The hospital came under the management of the Scarborough and North East Yorkshire Healthcare NHS Trust in 1994 but on 1 July 2012 the Scarborough and North East Yorkshire Healthcare NHS Trust was absorbed by the York Teaching Hospital NHS Foundation Trust.

A new surgical ward, known as Maple Ward, was built by Elliott Off-Site Building Solutions at a cost of £2.4 million and opened in spring 2011. Another new surgical ward, called Lilac ward, was built by Kier Group at a cost of £5 million and opened in March 2015.

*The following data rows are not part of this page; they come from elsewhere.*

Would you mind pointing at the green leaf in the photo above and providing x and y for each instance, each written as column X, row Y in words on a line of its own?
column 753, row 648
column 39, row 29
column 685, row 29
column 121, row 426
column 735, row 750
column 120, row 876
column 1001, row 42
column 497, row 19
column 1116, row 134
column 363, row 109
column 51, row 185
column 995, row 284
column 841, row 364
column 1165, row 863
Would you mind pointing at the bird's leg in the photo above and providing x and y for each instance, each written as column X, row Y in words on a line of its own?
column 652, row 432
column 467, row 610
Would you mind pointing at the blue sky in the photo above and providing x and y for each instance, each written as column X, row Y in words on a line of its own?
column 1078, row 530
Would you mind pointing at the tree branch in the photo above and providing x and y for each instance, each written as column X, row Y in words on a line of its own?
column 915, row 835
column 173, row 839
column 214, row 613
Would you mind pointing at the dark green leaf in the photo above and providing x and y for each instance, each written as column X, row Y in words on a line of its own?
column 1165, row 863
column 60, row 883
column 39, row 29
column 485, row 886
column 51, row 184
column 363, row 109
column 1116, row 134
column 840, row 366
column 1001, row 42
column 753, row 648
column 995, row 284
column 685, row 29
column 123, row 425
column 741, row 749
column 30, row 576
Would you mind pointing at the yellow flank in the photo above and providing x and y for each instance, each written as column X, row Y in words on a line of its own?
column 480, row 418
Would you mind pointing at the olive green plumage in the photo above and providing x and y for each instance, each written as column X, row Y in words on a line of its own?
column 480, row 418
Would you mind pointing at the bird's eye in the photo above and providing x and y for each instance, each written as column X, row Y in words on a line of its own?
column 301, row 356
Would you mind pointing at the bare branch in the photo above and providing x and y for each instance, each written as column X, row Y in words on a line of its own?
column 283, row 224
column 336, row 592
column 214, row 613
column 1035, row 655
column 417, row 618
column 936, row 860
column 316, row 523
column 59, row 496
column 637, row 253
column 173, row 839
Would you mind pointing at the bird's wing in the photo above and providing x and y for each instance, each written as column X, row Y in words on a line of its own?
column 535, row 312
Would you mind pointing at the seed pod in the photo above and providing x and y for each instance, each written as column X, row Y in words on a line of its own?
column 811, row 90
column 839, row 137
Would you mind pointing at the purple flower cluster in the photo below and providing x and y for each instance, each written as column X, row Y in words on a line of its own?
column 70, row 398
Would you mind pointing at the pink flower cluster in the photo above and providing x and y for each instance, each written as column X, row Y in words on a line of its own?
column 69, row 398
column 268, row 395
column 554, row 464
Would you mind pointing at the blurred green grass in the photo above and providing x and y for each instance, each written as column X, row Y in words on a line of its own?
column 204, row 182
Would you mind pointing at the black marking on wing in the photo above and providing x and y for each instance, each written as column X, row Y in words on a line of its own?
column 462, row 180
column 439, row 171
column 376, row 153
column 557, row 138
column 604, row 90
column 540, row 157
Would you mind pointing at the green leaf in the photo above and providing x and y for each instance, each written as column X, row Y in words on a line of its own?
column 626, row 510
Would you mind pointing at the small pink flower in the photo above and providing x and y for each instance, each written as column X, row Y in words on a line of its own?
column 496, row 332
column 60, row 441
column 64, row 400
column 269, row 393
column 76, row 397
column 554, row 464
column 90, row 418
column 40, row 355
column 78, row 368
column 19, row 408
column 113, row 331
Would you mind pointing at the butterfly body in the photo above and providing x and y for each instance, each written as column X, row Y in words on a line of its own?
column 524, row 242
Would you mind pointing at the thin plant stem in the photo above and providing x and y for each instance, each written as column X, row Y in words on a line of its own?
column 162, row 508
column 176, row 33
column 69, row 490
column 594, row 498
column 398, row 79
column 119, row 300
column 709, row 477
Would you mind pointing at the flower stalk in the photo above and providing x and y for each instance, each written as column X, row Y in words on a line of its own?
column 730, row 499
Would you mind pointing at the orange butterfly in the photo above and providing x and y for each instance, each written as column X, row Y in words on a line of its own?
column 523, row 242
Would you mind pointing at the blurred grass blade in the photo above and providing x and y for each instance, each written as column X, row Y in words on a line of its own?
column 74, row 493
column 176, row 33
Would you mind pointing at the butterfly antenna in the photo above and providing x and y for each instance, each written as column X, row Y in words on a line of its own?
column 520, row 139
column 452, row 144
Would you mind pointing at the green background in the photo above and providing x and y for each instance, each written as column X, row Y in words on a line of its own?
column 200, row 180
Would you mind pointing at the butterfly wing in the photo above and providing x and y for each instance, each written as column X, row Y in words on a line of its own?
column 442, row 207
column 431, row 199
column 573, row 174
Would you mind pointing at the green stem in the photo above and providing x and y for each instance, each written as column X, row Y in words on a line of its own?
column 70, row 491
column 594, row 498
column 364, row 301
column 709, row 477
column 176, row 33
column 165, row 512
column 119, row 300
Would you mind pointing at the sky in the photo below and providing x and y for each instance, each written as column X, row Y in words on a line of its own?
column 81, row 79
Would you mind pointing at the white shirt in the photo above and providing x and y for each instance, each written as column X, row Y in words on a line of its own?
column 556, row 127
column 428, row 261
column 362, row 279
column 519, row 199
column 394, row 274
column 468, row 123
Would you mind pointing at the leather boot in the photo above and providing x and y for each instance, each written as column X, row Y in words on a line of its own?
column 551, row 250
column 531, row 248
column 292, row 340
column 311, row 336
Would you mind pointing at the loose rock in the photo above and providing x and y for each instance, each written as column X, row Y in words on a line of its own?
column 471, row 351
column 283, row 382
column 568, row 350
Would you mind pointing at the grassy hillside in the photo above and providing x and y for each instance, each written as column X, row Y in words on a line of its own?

A new two-storey urgent and emergency care centre opened in May 2025. The project cost £47 million and was started in 2022 with an initial completion date in autumn 2024; however this was delayed due to a faulty boiler. The centre includes a new CT scanner and a dedicated isolation room for highly infectious diseases.

==Services==
Annually, the hospital sees an average of 127,000 patient attendances to its emergency department, in addition to 119,000 inpatients and 390,000 outpatient appointments.